Saturday, December 15, 2012

Moving a Volunteer Hazelnut Tree

I didn't plan on moving this tree. While cleaning out compost bins, I looked over to it and decided to. This is a volunteer hazel nut tree.  It's in a corner by the house, with a fence on the South side, the house on the West side, and not much sun on the East side. It's been cut down once or twice. Maybe more. Probably about 6 or 8 years old.

Before digging.  Hard to see if this is one or several, and hard to see where the stem meets the roots.  I made my best guess, and dug under the tree with the shovel.  It came up very easily.  The soil is soft here, having had many years of bark mulch.

I imagine these are "squirrel planted".  Our friendly Sciurus arborists have planted a lot of nuts around the yard.  In addition to scarfing up every nut from the trees.
Clearly 2 trees.  Possibly one multi-stem, or more than one growing together.  I think it's one multistem.
Added potting soil to keep roots moist for transport.
Divided almost by accident.  I moved the stems around to see where they were joined, and they just broke apart.  Now I have a larger one with a lot of roots, and a smaller one with a few roots.  Plus 2 other smaller ones, one from this bunch and the other clearly separate.  The small ones are back into the potting soil while I decide what to do with them.  Maybe, by growing more, and larger, nut trees, there will be one or two nuts left for me to taste.
Planted. Now I have a row of 4 Hazelnut trees. Two of bearing age, one one-foot-tall seedling, and this 6 foot tall sapling.  I planted it as straight as I could.  I'll keep the top for a while to tie to a post and straighten it a bit more, then prune next summer for scaffold branches similar to the others.  This sapling is about 7 foot tall.  It did not look that big in the corner, due to laying on its side.

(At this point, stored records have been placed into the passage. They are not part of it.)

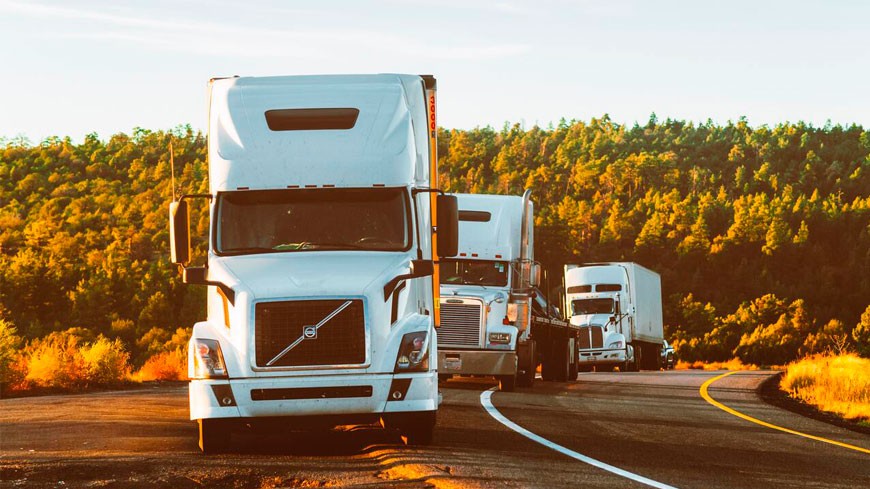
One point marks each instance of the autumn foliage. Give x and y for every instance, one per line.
x=761, y=235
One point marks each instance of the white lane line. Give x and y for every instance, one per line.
x=486, y=401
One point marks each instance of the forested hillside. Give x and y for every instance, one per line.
x=761, y=235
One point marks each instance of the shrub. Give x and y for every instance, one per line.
x=104, y=361
x=63, y=360
x=53, y=361
x=838, y=384
x=11, y=371
x=861, y=334
x=733, y=364
x=167, y=365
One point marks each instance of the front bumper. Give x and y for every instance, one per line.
x=313, y=395
x=601, y=357
x=477, y=362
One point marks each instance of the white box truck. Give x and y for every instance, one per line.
x=322, y=256
x=618, y=307
x=494, y=321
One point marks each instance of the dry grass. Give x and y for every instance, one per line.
x=733, y=364
x=839, y=384
x=167, y=365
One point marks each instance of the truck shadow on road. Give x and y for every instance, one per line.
x=342, y=441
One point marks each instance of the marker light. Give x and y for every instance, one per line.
x=413, y=353
x=500, y=338
x=208, y=360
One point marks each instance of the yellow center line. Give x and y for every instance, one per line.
x=727, y=409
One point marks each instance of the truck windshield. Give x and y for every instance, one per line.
x=473, y=272
x=268, y=221
x=592, y=306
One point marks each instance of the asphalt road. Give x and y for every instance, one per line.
x=652, y=426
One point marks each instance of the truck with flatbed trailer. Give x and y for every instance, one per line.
x=493, y=323
x=618, y=308
x=326, y=228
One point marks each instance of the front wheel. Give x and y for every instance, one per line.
x=214, y=435
x=420, y=429
x=507, y=383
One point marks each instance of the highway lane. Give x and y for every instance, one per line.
x=655, y=424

I gave it a good sprinkling of Plant Success Mycorrhiza, which I have no proof is helpful but am doing anyway.  Planted in the native topsoil, and mulched with compost.  Settled in for the winter.

Amazing to be planting trees in mid December.


  1. Hope you have success with your transplanting. I gather wild hickory nuts, as well as black walnuts. It's a good winter-time activity cracking them open.

  2. Thanks for the comment. Wild hickory nuts - sounds great! Didn't Euell Gibbons collect those a long time ago?